Встала колонна. С головного танка спрыгивал танкист в посеревшем и промасленном почти до полной камуфляжности комбинезоне. Сделал несколько шагов, неуверенно приостановился. С той санитарной машины, ждущей у моста своей очереди, слетела девчонка: форма, даже издали видно, подогнана по росту, но распахнутая телогрейка выглядит почти ватным манто — не столь по размеру гигантскому, как а из-за миниатюрности хозяйки. Ватник-то особо ушиву не поддается, там пуговицы переставить да рукава подкатить, вот и все основные возможности индивидуальной подгонки. А хозяйка… даже издали видно, не особо гвардейского телосложения, больше сказочно-дюймовочного…
Встали двое друг перед другом…
— Вот Терсков учудил, — фыркнул Лютов. — Хороший же офицер, исполнительный и инициативный, и нате вам. Ладно бы еще красавица была…

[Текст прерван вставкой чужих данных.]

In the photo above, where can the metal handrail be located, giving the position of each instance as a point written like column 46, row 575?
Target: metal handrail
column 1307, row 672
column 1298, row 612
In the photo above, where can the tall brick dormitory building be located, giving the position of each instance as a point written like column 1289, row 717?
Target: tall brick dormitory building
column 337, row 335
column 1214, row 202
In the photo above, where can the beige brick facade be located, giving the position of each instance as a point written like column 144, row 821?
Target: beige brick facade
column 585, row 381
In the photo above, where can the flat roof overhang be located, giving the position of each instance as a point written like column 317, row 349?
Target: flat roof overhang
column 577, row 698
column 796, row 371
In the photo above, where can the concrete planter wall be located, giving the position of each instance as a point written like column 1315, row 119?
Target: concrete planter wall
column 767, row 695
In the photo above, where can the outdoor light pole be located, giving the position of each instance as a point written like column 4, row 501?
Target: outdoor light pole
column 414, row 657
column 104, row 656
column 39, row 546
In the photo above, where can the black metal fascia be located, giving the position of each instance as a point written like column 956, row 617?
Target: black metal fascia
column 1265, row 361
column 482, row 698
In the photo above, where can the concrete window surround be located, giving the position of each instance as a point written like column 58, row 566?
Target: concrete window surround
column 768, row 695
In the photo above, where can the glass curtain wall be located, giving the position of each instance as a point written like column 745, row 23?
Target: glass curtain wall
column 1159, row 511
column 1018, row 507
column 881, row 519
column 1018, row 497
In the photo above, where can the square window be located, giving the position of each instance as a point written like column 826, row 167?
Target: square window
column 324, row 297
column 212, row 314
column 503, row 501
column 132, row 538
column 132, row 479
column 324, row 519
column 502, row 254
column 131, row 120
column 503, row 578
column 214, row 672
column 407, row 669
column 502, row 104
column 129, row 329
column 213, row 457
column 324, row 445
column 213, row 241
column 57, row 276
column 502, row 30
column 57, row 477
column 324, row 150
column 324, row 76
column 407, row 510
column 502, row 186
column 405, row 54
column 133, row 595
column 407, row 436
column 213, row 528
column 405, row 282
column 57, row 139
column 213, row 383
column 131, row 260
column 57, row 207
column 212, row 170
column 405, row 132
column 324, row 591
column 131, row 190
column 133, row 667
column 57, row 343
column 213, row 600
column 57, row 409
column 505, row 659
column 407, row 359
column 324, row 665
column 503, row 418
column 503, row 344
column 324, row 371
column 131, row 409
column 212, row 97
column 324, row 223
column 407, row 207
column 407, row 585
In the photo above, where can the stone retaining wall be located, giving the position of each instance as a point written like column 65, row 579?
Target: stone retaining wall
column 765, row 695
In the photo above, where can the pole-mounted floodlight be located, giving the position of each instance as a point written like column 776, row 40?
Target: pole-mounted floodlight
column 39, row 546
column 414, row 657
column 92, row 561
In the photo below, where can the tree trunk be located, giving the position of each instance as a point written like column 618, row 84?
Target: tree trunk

— Вот это ты напрасно, — сказал Коваленко. — Симпатичная санитарочка.
А там — между танком и машиной — торопливо говорили что-то друг другу, наверное, и не слыша себя от рева близких моторов, девчонка сунула что-то бумажное — письмо, а может адрес. Обняться, лопухи, не решаются…
— Ох и всыплю! — зарычал Лютов. — Целуй да тикай к машине, дурак. Эх, Терсков, Терсков…
Кричала и грозно махала флажком регулировщица, кричали с санитарной машины, свистели шалые артиллеристы с помятого «студебеккера», рокот танков заглушал все. Сидели в люках танкисты, смотрели, блистал стальной улыбкой Иванов в сдвинутом с наголо стриженого лба танкошлеме…
Танкист на миг сжал руку подруги, качнулся назад, но полез за пазуху. Мелькнуло что-то непонятное, мягкое, с шелковым красивым взблеском.
— Нет, но каков наглец⁈ Еще и трофеи дарит! — возмутился Лютов.
Земляков засмеялся:
— Это, товарищи командиры, не трофей, а подарок. Давайте на меня взыскание Терскова бахнем? Я за юное зарождающееся чувство готов пострадать.
— Великодушный какой. Поэтичный, — заворчал Васюк. — Старлей начудил, колонну задержал, ему и отвечать. Но в меру отгребет, да, товарищ майор?
— В меру, в меру, я ему… — Лютов грозил кулаком танку.
Танкист уже запрыгнул на броню, «тридцатьчетверка» окуталась дымом выхлопа, стремительно двинулась через мост. Терсков уже из люка оглянулся на начальство, кивнул — «виноват, отвечу».
— Ох и будет тебе мера! — заорал строгий командир ОМГП, хотя услышать его на «ноль-втором» заведомо не могли.